The researchers then determined the proportion of patients in each category with complete early virological response (cEVR) -- or undetectable HCV RNA (< 20 IU/mL) at week 12 -- and SVR at week 72 (48 weeks of treatment plus 24 weeks of follow-up).

Results

	RVR, cEVR, and SVR rates were similar for both ribavirin dose regimens, so these data were combined.
	As expected, there was a large difference in SVR rate between patients with and without RVR: 71% vs 17%, respectively.
	Among non-RVR patients, the probability of cEVR rose according to the magnitude of HCV RNA decrease at week 4:
	>3 log drop: 91%; >2 log: 45%; >1 log drop: 14%; < 1 log drop: 1%.
	A similar pattern was seen for SVR:
	>3 log drop: 56%; >2 log: 40%; >1 log drop: 13%; < 1 log drop: 3%.
	Among the patients who did not have RVR but did have cEVR, 64% went on to achieve SVR.

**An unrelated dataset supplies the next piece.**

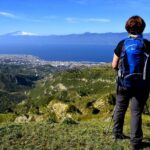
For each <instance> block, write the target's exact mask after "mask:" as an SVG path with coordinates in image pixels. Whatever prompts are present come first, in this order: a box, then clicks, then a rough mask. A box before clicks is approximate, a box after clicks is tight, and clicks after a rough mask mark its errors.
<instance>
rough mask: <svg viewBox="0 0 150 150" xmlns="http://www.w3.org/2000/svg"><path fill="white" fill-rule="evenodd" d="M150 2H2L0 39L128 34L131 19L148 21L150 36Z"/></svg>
mask: <svg viewBox="0 0 150 150" xmlns="http://www.w3.org/2000/svg"><path fill="white" fill-rule="evenodd" d="M149 12H150V1H149V0H127V1H124V2H122V1H121V0H114V1H113V0H107V1H99V0H61V1H59V0H56V1H50V0H44V1H43V0H38V2H37V0H25V1H20V0H13V1H12V0H1V1H0V25H1V29H0V35H2V34H5V33H11V32H15V31H24V32H27V33H30V34H37V35H52V34H56V35H64V34H81V33H85V32H91V33H107V32H113V33H119V32H125V29H124V24H125V22H126V20H127V19H128V18H129V17H130V16H132V15H140V16H141V17H143V19H144V20H145V21H146V24H147V27H146V29H145V32H144V33H149V32H150V27H149V25H150V18H149Z"/></svg>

"RVR is a strong predictor of achieving a SVR," the researchers concluded. "However, among non-RVR patients, those that achieved at least a 2-log decrease in HCV RNA by week 4 of treatment had good rates of SVR when treated with [pegylated interferon alfa-2a] plus ribavirin."

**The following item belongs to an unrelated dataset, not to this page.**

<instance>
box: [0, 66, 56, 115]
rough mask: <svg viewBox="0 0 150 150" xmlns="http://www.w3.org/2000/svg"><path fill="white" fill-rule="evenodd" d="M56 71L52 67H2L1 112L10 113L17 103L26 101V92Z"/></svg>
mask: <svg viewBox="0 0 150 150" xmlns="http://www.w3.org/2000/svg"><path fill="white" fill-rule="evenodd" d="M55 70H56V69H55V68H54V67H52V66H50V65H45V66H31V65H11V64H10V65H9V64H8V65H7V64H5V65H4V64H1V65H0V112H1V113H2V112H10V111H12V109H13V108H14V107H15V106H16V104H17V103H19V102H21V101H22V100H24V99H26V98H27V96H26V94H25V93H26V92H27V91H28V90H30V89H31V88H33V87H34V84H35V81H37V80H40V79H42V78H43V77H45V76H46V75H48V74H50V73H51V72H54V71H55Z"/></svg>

"Non-RVR patients achieving a cEVR had high rates of SVR," they continued. "A decrease in HCV RNA of more than 2-log by week 4 or clearance of HCV RNA by week 12 should be considered a strong incentive to complete the planned treatment duration in [HIV/HCV] coinfected genotype 1 patients."

Investigator affiliations: Johns Hopkins University School of Medicine, Baltimore, MD; St. Michael's Medical Center, Newark, NJ; Virginia Commonwealth University, Richmond, VA; University of California San Diego, San Diego, CA; Hospital del Mar, Barcelona, Spain; Hospital Sao Joao, Porto, Portugal; The Research Institute, Springfield, MA; Roche, Nutley, NJ, United States; Fundacion de Investigacion De Diego, Santurce, Puerto Rico.

11/23/10

Reference
MS Sulkowski, J Slim, RK Sterling, and others. Sustained virologic response (SVR) rates in HIV-HCV G1 co-infected patients according to the magnitude of HCV RNA decrease at week 4 of treatment with peginterferon (PegIFN) alfa-2a (40KD) plus ribavirin (RBV) in the PARADIGM study. 61st Annual Meeting of the American Association for the Study of Liver Diseases (AASLD 2010). Boston, October 29-November 2, 2010. Abstract 920.